As the end of another year approaches, many of us are thinking about our hopes wishes for the year to come. For many, New Years has been associated with the tradition of making resolutions for the approaching year, focusing on aspects of ourselves and our lives which we wish to change and improve upon. Studies estimate that about 50% of Americans make New Year’s resolutions. However, most of us are not very good at keeping them; in fact, studies suggest that only 10% of those who make resolutions make these behaviors lasting changes in their lives. Below, I offer a few guidelines to improve your odds of making these changes stick.
1. Keep it simple: Instead of making 3-4 resolutions which you may or may not keep by the end of the year, spend some time thinking about the 1or 2 changes your life would benefit most from and focus your energy, motivation, and concentration on this one thing, thereby increasing your chances of accomplishing it.
2. Be Specific: All too often I hear my clients speak of broad-stroke changes they’d like in their lives “Be healthier,” “be happier,” “have a more fulfilling marriage” etc., and the first question I ask them is “what exactly would this _____(insert wish) look like?” This forces them to sit and think about and visualize their goals in measurable and quantifiable ways. This concept is particularly important with New Year’s resolutions, as these tend to be larger goals that are by definition more difficult to attain. Try breaking these larger goals down into smaller components. For example instead of saying “I’m going to get out of debt” try “I will not use my credit card and I will pay 10% more of what I’m currently paying.” Being specific with your goals will require you to plan in advance and figure out how to make them happen, or if necessary, how to adjust them so they are realistic and attainable.

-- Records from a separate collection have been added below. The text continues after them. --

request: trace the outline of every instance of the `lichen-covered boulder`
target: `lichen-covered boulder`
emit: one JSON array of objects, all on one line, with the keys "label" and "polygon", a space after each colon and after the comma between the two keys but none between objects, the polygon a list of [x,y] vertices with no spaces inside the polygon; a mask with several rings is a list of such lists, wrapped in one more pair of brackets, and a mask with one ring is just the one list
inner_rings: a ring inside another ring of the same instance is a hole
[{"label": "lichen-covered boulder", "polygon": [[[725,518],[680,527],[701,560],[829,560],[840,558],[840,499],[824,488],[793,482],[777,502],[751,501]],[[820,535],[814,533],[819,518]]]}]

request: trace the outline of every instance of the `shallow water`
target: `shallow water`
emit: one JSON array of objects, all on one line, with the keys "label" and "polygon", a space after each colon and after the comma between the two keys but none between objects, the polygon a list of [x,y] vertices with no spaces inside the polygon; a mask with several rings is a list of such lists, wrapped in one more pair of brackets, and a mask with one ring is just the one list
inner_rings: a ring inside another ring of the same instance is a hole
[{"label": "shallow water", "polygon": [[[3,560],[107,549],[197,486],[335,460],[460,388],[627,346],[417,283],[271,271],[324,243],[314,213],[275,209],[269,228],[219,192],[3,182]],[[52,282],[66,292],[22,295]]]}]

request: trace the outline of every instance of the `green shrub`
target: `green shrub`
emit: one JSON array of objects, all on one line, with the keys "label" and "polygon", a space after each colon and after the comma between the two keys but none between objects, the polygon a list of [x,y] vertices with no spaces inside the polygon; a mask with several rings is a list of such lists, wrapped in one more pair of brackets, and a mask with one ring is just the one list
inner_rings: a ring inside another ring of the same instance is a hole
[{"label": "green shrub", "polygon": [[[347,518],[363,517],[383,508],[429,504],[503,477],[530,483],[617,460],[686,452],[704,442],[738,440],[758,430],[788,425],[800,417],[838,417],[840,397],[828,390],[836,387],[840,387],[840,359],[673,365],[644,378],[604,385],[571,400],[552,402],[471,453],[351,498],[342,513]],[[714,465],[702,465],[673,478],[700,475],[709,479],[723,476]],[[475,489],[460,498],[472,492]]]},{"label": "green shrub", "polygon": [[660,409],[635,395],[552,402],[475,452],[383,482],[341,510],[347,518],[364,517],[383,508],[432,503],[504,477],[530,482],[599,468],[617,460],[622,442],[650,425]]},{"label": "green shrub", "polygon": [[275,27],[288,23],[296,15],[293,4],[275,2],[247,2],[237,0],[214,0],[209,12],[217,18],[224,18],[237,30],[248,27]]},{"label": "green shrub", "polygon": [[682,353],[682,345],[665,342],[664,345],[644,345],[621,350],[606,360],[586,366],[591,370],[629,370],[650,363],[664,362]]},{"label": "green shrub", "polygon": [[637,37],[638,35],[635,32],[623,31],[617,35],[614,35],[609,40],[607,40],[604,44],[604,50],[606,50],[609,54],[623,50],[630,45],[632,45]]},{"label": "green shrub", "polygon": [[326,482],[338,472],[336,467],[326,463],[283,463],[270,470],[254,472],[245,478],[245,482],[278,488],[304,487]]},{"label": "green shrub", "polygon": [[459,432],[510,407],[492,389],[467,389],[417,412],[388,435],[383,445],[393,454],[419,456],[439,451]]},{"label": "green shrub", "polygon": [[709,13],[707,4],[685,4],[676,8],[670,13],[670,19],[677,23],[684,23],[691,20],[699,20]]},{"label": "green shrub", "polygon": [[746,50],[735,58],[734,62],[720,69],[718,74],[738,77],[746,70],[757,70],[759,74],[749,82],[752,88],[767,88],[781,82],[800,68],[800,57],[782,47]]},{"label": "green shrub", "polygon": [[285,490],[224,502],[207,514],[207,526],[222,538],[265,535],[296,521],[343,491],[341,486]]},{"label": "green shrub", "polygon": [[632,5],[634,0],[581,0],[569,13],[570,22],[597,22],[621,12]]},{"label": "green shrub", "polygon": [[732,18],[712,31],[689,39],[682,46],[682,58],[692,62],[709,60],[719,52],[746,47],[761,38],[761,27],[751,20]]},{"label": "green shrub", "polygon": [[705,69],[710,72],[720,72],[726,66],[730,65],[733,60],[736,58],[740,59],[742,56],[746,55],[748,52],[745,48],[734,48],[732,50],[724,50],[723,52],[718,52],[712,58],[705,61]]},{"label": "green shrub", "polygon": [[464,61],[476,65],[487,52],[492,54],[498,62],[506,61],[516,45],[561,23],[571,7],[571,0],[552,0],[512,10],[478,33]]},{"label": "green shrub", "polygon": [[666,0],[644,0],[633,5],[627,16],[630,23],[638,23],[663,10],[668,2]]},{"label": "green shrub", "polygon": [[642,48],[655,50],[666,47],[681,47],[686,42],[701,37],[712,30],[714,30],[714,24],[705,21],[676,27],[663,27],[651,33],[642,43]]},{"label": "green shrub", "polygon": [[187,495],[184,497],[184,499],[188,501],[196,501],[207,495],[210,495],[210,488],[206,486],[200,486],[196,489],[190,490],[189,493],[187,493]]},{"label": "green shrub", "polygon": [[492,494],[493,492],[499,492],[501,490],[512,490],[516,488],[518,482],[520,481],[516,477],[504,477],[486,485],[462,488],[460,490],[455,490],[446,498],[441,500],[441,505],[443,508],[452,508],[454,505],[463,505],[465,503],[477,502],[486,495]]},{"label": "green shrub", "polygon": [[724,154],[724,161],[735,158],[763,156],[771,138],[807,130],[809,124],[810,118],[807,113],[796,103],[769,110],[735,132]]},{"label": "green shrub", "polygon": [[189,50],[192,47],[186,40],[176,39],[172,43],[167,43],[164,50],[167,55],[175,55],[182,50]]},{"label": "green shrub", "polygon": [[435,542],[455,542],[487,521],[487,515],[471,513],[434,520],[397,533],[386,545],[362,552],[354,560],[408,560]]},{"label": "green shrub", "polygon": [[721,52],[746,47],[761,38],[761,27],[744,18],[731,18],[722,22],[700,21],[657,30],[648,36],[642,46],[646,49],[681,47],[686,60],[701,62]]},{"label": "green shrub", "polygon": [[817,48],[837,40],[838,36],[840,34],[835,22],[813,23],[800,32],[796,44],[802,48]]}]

3. Set Dates: One very important component of any goal (be it running a 5K or cooking an extravagant dinner) is timing. Use this to your advantage by setting specific dates on which to check your progress and make adjustments as necessary. For instance, the example above would be further specified into: “For the next 6 months I will not use my credit and I will pay 10% more of what I’m currently paying.” Then set check-in dates on your calendar so you can monitor your progress along the way and make small changes if needed.
4. Encourage and Reward Yourself: All of us need positive reinforcement to reach difficult goals. So, along with your goals, think about what is most motivating to you and incorporate into your resolution. Keep in mind, however, that your reward doesn’t negate all your hard work; for instance, buying a shiny new thing once you’ve paid off your debt. Instead, incorporate it into your new life approach.
5. Be Accountable: Research shows us that people are more likely to comply with a behavior change if they feel that others will notice if they do or do not follow through with their goal. So use the role of social pressure to your advantage and tell a few close and positive and encouraging friends of your goal and ask them for help in periodically checking in on your progress.